Saudi rejects US Senate ‘interference’ on Khashoggi

U.S. Senate passed a resolution blaming bin Salman for Khashoggi's murder

Saudi rejects US Senate ‘interference’ on Khashoggi

Saudi Arabia has rejected a U.S. Senate resolution blaming Crown Prince Mohammed bin Salman for the murder of Saudi journalist Jamal Khashoggi

On Thursday, the Senate passed a resolution ending U.S. military aid for the Saudi-led air campaign against Houthi rebels in Yemen.
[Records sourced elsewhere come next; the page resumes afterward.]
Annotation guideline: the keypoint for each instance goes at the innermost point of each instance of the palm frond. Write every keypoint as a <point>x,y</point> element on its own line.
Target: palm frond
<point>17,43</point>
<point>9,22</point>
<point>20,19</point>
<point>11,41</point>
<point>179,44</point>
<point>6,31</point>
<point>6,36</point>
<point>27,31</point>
It also approved a resolution condemning Khashoggi’s murder and holding bin Salman responsible for it. 

In a statement, the Saudi Foreign Ministry described the Senate resolution as “interference” that was based on “unsubstantiated claims and allegations”. 
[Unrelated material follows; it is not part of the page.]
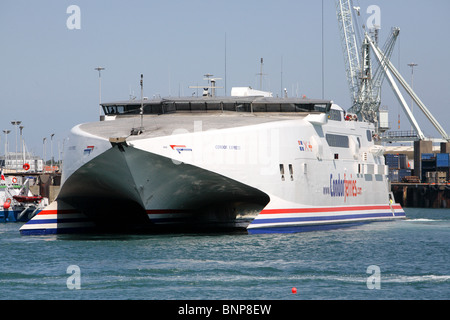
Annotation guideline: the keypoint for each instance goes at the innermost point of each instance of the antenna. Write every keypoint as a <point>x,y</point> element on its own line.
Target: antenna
<point>261,74</point>
<point>211,85</point>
It said the Senate resolution “contained blatant interferences in the Kingdom’s internal affairs, undermining the Kingdom’s regional and international role”. 

The oil-rich kingdom said it “categorically rejects any interference in its internal affairs, and all accusations, in any manner, that disrespects its leadership”. 

“The Kingdom hopes that it is not drawn into domestic political debates in the United States of America, to avoid any ramifications on the ties between the two countries that could have significant negative impacts on this important strategic relationship.” 

"The Kingdom has previously asserted that the murder of Saudi citizen Jamal Khashoggi is a deplorable crime that does not reflect the Kingdom's policy nor its institutions and reaffirms its rejection of any attempts to take the case out of the path of justice in the Kingdom." 

Khashoggi, a columnist for The Washington Post, went missing after entering the Saudi Consulate in Istanbul on Oct. 2. 

After producing various contradictory explanations, Riyadh acknowledged he was killed inside the diplomatic building, blaming the act on a botched rendition operation.